哈希表核心原理与 C++ 实现详解

一、哈希的概念

哈希（Hash）又称散列，是组织数据的一种方式，本质为：将键值 key 与存储位置建立映射关系，查找时通过哈希函数计算出 key 的存储位置快速查找。

1. 哈希冲突（碰撞）：借助哈希函数将 N 个值映射到大小为 M 的哈希表中（M≥N），而不同的 key 可能会映射到同一个位置上，称为哈希冲突，是不可避免的。

如哈希函数：h(key) = key % M（除法散列法）中，203 % 200 = 3、3 % 200 = 3。

2. 负载因子（load factor）：映射存储了 N 个值，哈希表大小为 M，则负载因子 = N / M。

负载因子越大，哈希冲突概率越高，空间利用率越高；相反，负载因子越小，哈希冲突概率越低，空间利用率越低。所以，要保持负载因子达到一定的平衡才能保持效率。

3. 关键词 key 类型需要支持整型转换：key 为整数好做映射计算。

二、直接定址法

每个关键字的值（或其 ASCII 码）就是其存储位置的下标（计数排序）。

适用于整型（如 float、string 等非整型类型不支持）且范围比较集中的数据 => 简单高效。

三、哈希函数

尽可能将 N 个值以概率均分到哈希表 M 空间。

1. 除留余数法／除法散列法 (最常用)

h(key)＝ key ％ M

该方法不关注 key 的大小，只在乎 key 的个数。

① M 尽量避免 2^x，10^x 的值： a. M 若为 2^x，则％M 本质相当于保留 key 的后 x 位（二进制下），后 x 位相同的值哈希值相同。如对于 01001101 (77) % 2^4 (16)，结果仅与后 3 位有关，前 (32 - 3) 位均能整除 2^4，故算出的哈希值没有特征性（参与计算的位数越多，哈希值越具有特征性，哈希冲突越少发生）。 b. M 若为 10^x，则％M 本质相当于保留 key 后 x 位（十进制下），与 2^x 一致。

②建议 M 取不太接近 2^x 的一个质数。

③JAVA 中 HashMap 则采用 2^x 作为 M：不用取模，直接位运算（相对于位运算，取模的效率要低很多），且扩容直接 M*2 即可（C++ 采用设置好的质数）。
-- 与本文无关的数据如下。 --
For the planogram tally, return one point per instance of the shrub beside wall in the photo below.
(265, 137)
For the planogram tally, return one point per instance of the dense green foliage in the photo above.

int hashi = key % pow(2, 16); // 效率低
int hashi = key & ((1 << 16) - 1); // 效率高

为防止前 32-x 位没有参与运算，将后 x 位与前 32-x 位再异或。

int n = 16;
int hashi = key & (1 << (n - 1));
hashi = hashi ^ (key >> (32 - n));

但是当初始的 x < 16 时，会出现异或后数值大于 M 的情况。

2. 乘法散列法

h(key) = floor(M * (A * key) % 1.0)

a. 用 key * 常数 A(0 < A < 1)，并抽取 k * A 的小数部分。 b. 再用 M * (小数部分)，并向下取整。

3. 全域散列法

该方法为给散列函数增加随机性，防止恶意攻击。

四、开放定址法

1. 线性探测

a. 以发生冲突的位置开始，依次向后线性探测，直到找到下一个没有存储数据的位置为止（如果走到表尾就绕回到表头）。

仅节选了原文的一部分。